React requires some initial setup before we can get going with the app. In this lesson, we will use create-react-app to do this initial setup for us.

[00:00] In order to set up an environment for working with React, we can use the create-react-app package available to us over npm. The installation for that is to npm i, then create-react-app. We'll throw in a tag -g there to install that globally. I've already got that installed. I'm going to go ahead and use the tool that is provided to us, which is create-react-app.

[00:27] Then we pass in a directory that we'd want to use for our application. In my case, that's simply going to be react-app. This is going to take a couple of minutes to install. It'll install a series of scripts and a scaffolded application for us. Once that's in place, we'll go ahead and cd into our directory. We'll go ahead and load that up into our text editor.

[00:56] We'll go ahead and run our first script, which is npm start, which will launch the scaffolded out application. We can see that in the browser. For the purposes of our lesson, we're going to go ahead and kill off a handful of files. We're going to kill everything except for index.js and App.js in the source directory and delete those guys.

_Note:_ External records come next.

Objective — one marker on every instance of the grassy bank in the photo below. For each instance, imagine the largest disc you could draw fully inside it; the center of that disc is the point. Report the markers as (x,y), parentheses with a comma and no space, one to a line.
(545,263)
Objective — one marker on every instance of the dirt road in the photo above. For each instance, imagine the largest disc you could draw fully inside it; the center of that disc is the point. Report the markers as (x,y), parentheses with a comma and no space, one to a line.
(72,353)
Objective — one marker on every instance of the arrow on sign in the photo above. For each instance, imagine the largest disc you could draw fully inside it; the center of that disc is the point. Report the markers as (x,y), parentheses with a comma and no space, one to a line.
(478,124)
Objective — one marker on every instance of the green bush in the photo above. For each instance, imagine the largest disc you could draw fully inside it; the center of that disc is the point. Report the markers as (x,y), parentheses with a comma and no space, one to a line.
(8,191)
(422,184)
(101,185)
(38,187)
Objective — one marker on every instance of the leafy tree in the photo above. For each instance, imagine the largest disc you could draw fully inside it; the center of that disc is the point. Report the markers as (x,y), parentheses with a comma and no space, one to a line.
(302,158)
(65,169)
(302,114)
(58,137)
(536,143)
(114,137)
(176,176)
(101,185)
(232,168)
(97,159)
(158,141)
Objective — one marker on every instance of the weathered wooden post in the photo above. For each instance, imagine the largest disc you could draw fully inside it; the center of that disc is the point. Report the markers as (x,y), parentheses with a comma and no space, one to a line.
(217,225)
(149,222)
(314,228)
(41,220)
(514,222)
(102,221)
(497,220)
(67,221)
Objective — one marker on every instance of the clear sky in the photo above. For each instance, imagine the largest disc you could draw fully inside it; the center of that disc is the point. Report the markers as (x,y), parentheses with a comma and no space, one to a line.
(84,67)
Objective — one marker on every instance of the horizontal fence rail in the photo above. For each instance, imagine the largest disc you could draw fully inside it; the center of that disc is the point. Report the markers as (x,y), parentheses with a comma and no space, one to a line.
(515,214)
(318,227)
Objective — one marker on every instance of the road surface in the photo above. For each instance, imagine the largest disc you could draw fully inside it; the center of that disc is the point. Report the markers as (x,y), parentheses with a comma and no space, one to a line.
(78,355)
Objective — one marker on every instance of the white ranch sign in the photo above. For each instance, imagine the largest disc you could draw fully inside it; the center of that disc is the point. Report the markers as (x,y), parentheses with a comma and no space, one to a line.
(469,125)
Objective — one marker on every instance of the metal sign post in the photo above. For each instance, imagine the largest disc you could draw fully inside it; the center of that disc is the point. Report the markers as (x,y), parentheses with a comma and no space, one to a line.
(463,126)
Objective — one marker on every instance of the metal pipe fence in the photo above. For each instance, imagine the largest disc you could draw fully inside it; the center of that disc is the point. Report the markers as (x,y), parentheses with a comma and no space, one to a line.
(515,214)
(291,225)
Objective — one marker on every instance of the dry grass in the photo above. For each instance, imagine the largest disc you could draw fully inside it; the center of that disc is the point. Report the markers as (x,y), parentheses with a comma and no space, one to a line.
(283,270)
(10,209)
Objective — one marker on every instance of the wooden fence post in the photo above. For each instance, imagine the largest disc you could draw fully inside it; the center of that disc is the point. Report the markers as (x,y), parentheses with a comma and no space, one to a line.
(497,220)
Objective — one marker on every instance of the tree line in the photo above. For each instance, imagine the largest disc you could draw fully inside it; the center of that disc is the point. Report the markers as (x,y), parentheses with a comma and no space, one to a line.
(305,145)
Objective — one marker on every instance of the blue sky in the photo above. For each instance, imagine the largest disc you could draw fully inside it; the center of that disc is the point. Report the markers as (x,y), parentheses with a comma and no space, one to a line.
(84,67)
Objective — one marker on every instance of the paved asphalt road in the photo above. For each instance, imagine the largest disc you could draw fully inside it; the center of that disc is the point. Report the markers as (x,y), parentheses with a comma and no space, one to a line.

[01:22] Then, in our index.html, we're going to go ahead and recreate this guy. We're going to start to see some errors here, but that's OK. Index.html, I'm going to call this guy React App. Then I'm going to create a target div here with an id of "root." This is going to be the target for our components in the DOM.

[01:41] One interesting thing about create-react-app is, when we do have an error, we'll see that error right here in the browser. We'll also see that here in the terminal. In App.js, let's go ahead and kill this guy right now. The error we're seeing is because we deleted the App.css. I'm going to go ahead and kill this off right now.

[02:03] We're going to import React from "react." Then we're going to create a quick constant variable here called App. This is going to be our first component. It's going to output an h1 that says "Hello." Then we're going to export that by default. Now we're going to jump over here to our index.js. The only real problem that we have right now is that this is importing index.css.

[02:28] Just to talk a moment about what's happening here, we're importing React, which is the library that allows us to build React components. We're also importing React DOM, which is the library that allows us to place our components and work with them in the context of the DOM. Then we're importing the component that we just worked on, the App component.

[02:48] We're using ReactDOM.render to render that component in its JSX format to the target that we created, that div with an id of "root." If I go ahead and save this, we should be back up and running. We've got "Hello" there. We've also got live reload enabled. If I change this to "Hi," we'll get a reload right there. We can see our component now renders out "Hi." We are good to start learning React.